# HEADING UP TO ELY, MN



## berkshirepresident (Jul 24, 2013)

DRIVING OUT TO ELY, MN THIS WEEKEND AND HAVE MONDAY-FRIDAY TO FISH.

ANY SUGGESTIONS?

I'M STAYING AT A CABIN ON MOOSE LAKE AND HAVE A BOAT RESERVED FOR ME, IF I WANT IT.

I HAVE A GUIDE HIRED ON TUESDAY AND THURSDAY THROUGH MOOSE TRACK ADVENTURES. LAKE IS TBD BUT TUESDAY IS AN ALL DAY SMALLMOUTH TRIP WITH SHORE LUNCH AND THURSDAY IS AN ALL DAY TRIP FOR PIKE. THE GUIDE SERVICE IS LOOKING FOR PERMITS FOR ME. IF WE GET THOSE, WE'LL VENTURE INTO THE BWCA.

ALL OF MONDAY AND WEDNESDAY ARE OPEN AS IS THE FIRST HALF OF FRIDAY.

WILL GLADLY POST PICTURES.

ALSO, ANY TRAFFIC WARNINGS/TIPS?

DON'T KNOW IF I CAN SWING IT OR NOT BUT I MAY TAKE THE LONG WAY HOME AND STOP IN MACKINAC ON THE WAY BACK. KIND OF A LONG SHOT RIGHT NOW.

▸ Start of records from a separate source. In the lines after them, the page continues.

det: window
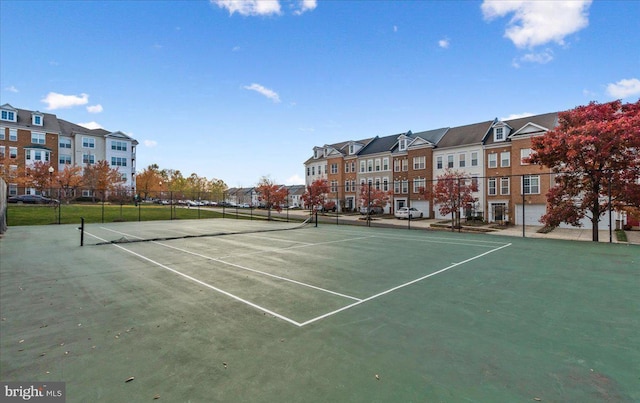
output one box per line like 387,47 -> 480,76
487,153 -> 498,168
488,178 -> 498,196
522,175 -> 540,194
500,151 -> 511,168
82,137 -> 96,148
111,141 -> 127,151
31,132 -> 46,144
58,137 -> 71,149
111,157 -> 127,167
471,151 -> 478,167
398,139 -> 407,151
520,148 -> 533,165
1,111 -> 16,122
82,154 -> 96,164
500,178 -> 509,195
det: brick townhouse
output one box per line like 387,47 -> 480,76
304,113 -> 557,225
0,104 -> 138,196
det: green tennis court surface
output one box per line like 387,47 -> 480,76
0,219 -> 640,402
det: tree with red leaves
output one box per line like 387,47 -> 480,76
256,176 -> 289,220
432,168 -> 478,228
529,100 -> 640,242
302,179 -> 335,210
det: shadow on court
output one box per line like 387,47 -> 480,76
0,220 -> 640,402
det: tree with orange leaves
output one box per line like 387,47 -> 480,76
529,100 -> 640,242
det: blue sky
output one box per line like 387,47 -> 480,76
0,0 -> 640,186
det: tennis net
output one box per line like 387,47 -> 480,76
84,217 -> 312,246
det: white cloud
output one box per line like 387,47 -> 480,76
40,92 -> 89,110
513,49 -> 553,67
244,83 -> 280,103
87,104 -> 102,113
481,0 -> 591,48
293,0 -> 318,15
210,0 -> 281,16
499,112 -> 534,122
607,78 -> 640,99
78,122 -> 103,130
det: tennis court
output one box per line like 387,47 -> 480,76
0,219 -> 640,402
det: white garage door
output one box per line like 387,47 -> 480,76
515,204 -> 547,225
411,200 -> 429,218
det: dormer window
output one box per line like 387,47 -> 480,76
398,138 -> 407,151
31,112 -> 43,126
0,109 -> 17,123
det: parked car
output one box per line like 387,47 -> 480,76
395,207 -> 424,220
360,206 -> 384,215
7,195 -> 60,204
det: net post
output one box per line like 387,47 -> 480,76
80,217 -> 84,246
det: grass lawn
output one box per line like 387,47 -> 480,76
7,204 -> 229,226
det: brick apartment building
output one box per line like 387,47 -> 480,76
304,113 -> 564,226
0,104 -> 138,196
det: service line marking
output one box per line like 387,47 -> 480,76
85,228 -> 513,327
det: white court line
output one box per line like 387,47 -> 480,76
96,228 -> 360,301
85,231 -> 301,327
300,243 -> 512,327
85,228 -> 512,327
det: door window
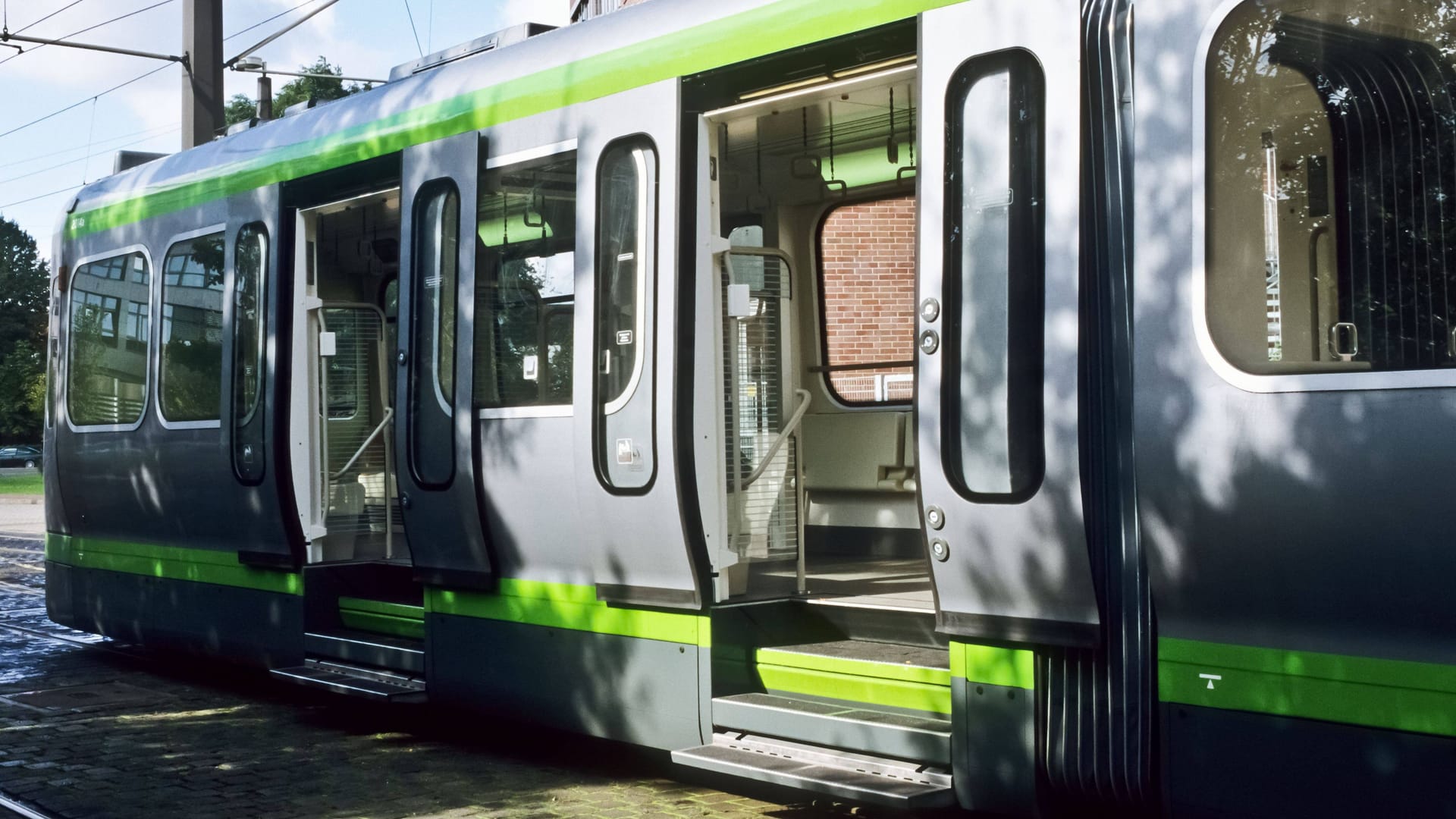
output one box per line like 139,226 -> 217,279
475,152 -> 576,410
407,180 -> 460,487
942,51 -> 1044,503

ANY ADVIDE IS ALWAYS APPRECIATED.

MUCH THANKS AND TIGHT LINES!!


----------



## Snakecharmer (Apr 9, 2008)

Got room for 1 more? JK


----------



## berkshirepresident (Jul 24, 2013)

Heck....my old lady would probably welcome it as she wouldn't have to talk to me for five days as a result.

And I wouldn't be wrong about anything for five days.

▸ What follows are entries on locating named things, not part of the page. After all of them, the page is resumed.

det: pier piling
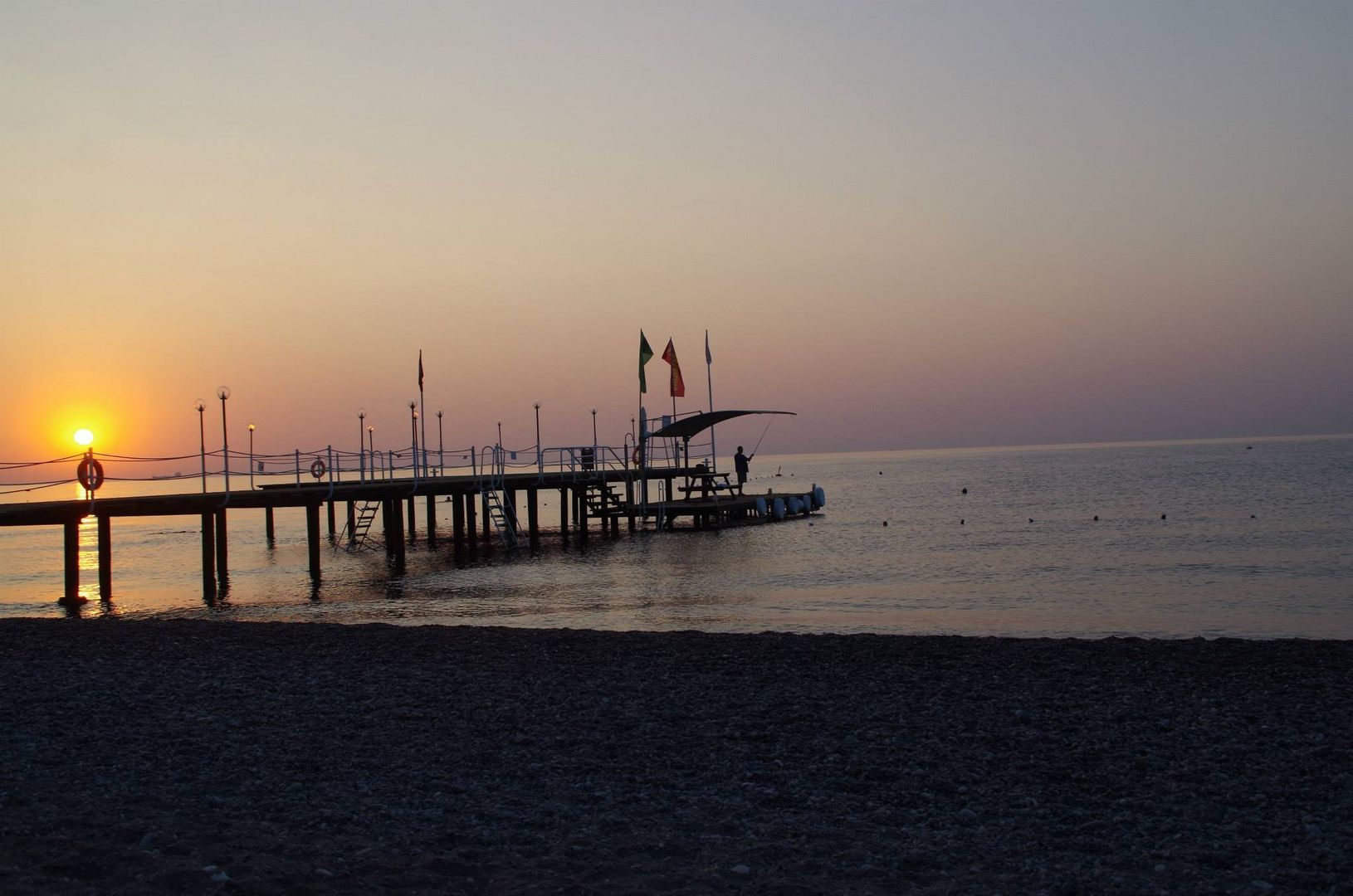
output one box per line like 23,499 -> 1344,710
202,512 -> 217,600
61,519 -> 80,606
217,508 -> 230,584
305,504 -> 320,581
97,514 -> 112,600
526,488 -> 540,550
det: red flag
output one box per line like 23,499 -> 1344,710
663,339 -> 686,399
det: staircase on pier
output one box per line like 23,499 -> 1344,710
339,501 -> 380,552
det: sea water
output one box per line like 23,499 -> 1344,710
0,436 -> 1353,638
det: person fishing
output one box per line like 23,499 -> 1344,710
733,445 -> 756,494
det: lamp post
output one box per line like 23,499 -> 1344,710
192,399 -> 207,494
408,399 -> 418,480
217,385 -> 230,494
532,402 -> 545,475
357,408 -> 367,483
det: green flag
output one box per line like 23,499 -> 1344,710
638,329 -> 653,393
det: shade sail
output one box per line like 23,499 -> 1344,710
652,411 -> 797,439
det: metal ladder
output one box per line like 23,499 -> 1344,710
342,501 -> 380,552
485,488 -> 517,548
584,481 -> 625,516
479,445 -> 517,548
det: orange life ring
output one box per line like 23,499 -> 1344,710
76,454 -> 103,492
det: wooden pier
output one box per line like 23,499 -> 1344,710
0,466 -> 816,603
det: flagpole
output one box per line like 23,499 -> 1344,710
705,329 -> 719,473
414,348 -> 427,479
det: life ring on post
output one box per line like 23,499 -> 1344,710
76,454 -> 103,492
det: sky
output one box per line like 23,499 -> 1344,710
0,0 -> 1353,460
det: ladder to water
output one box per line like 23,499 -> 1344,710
339,501 -> 380,552
483,488 -> 517,548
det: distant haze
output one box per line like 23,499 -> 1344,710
0,2 -> 1353,460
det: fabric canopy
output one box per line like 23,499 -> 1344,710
651,411 -> 797,439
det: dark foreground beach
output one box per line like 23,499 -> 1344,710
0,621 -> 1353,894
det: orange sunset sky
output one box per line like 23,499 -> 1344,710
0,2 -> 1353,460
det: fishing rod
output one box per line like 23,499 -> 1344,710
752,417 -> 775,455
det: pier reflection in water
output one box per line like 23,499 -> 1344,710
0,438 -> 1353,638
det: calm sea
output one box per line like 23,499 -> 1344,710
0,436 -> 1353,638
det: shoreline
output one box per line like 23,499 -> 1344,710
0,619 -> 1353,894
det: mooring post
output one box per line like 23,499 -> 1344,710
217,507 -> 230,582
202,512 -> 217,600
305,504 -> 320,581
526,488 -> 540,548
97,514 -> 112,600
61,519 -> 80,606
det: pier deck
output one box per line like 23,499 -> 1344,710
0,466 -> 810,603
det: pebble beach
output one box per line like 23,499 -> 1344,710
0,619 -> 1353,894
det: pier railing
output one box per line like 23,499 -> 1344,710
0,438 -> 730,501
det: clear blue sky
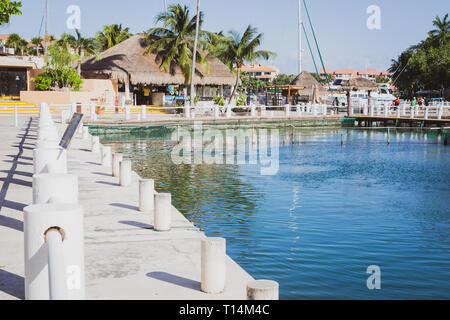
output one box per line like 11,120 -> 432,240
0,0 -> 450,73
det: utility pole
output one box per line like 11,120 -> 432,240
298,0 -> 302,74
191,0 -> 200,106
44,0 -> 48,54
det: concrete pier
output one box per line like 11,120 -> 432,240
0,117 -> 253,300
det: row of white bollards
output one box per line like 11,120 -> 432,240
24,103 -> 85,300
108,151 -> 279,300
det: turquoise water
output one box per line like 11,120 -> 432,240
103,129 -> 450,299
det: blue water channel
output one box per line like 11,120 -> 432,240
102,128 -> 450,299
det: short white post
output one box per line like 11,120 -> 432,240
23,203 -> 85,300
201,238 -> 226,294
32,173 -> 78,204
14,104 -> 19,128
139,179 -> 155,212
45,227 -> 67,300
141,105 -> 147,120
101,146 -> 112,167
91,136 -> 100,153
125,106 -> 131,120
247,280 -> 279,300
153,193 -> 172,231
437,104 -> 444,120
112,153 -> 123,177
33,147 -> 67,174
119,160 -> 131,187
83,127 -> 89,140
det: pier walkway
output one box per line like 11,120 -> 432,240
0,117 -> 253,300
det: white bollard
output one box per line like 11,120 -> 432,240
201,238 -> 226,294
33,147 -> 67,174
23,203 -> 85,300
285,104 -> 291,118
44,227 -> 68,300
102,146 -> 112,167
112,153 -> 123,177
14,105 -> 19,128
33,173 -> 78,204
91,137 -> 100,153
139,179 -> 155,212
247,280 -> 279,300
119,160 -> 131,187
153,193 -> 172,231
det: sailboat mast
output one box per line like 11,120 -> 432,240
298,0 -> 302,74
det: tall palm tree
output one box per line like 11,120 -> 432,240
145,4 -> 209,84
216,25 -> 276,103
429,13 -> 450,43
5,33 -> 22,55
31,37 -> 43,56
96,24 -> 132,50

First time up that way. Very much looking forward to it.


----------



## ChappyC (Nov 17, 2004)

Try Kabtogama/ Namakan to the northwest of Ely. You'll catch all the fish you want to.


----------



## Steelheader88 (Aug 14, 2008)

My fiancee and I did a 6 day canoe trip up there last "Fall" for the leaf change. However, it was canoe in and we were on the busiest lakes that the place has to offer. I do know that the west side of the BWCA is more walleye water while the East is more lake trout oriented. I am sure your local guide will take care of you. It was one of the most beautiful drives we had ever taken up through Michigans UP, Wisconsin and then into Ely with the fall colors. Be sure to check out all of the gear shops, and Piragis outfitters has a nice library on the second floor of outdoor books. Maybe pick up a few Sigurd Olson books for reading on your way home, so you can be reminded of the scenery of that area. Have fun!


----------



## Super G (Oct 3, 2012)

Read up on Oly and Lena jokes! LOL! I lived in MN for 5 years and the lakes are great! If you fish walleye they are big on using leeches on jigs or slip sinker rigs and slip Bobber rigs at night. Minnesotans don’t eat perch - probably because the ones in the smaller lakes have small black parasite dots in their flesh from the weeds and warm water. I remember trading one rock bass I caught for every two perch she caught with an older woman on a Lake Mille Lacs walleye charter. She insisted there was no relationship between perch and walleye (“that’s why they are also called pickerel which is a pike” she explained!). 🤪. Good luck and highly recommend the northern route back through Mackinac! Beautiful up there!


----------



## berkshirepresident (Jul 24, 2013)

Don't laugh....but I just started looking at driving through Mackinac on the way back to CLE. Total time difference appears to be less than an hour and I've never been up that way.
If I time it right, I may try to grab a charter there.
Getting pretty stoked about this trip...............


----------



## Snakecharmer (Apr 9, 2008)

Have fun Tony!


----------



## 9Left (Jun 23, 2012)

Take the boat across Moose Lake to the dock right at the border, the truck will pick you up and shuttle you over to basswood lake… It's really a very awesome and convenient shuttle… A flatbed truck backs into the water, you drive the boat right onto the flatbed and turn the motor off… You never even have to get out of the boat… It drives you 10 minutes shuttle and drops you off in the next lake..basswood lake is split in half, just stay on the US side… Brings size 4/5 Mepps buck tail spinners… You will have a ball all day long on Pike! The first two days I was there we did a charter and A guide took us out for walleye… I could really care less about the walleye out there they are a pretty golden color but they're not that good... erie fish are much better. Once the flatbed tryck drops you off at the ramp in basswood lake… Immediately on the right hand side there's a large waterfall inlet… Fish that with nightcrawlers and leaches s… It's loaded, absolutely loaded with nice smallmouth right there... just 50 feet from the ramp! The lodge that we stayed at might be the one that you were staying at… It is called la tourels ...The people that run that place are super… You just tell them what you need in the morning...boat ,bait gas ...and he will have it ready at the Dockside when you get there in the morning.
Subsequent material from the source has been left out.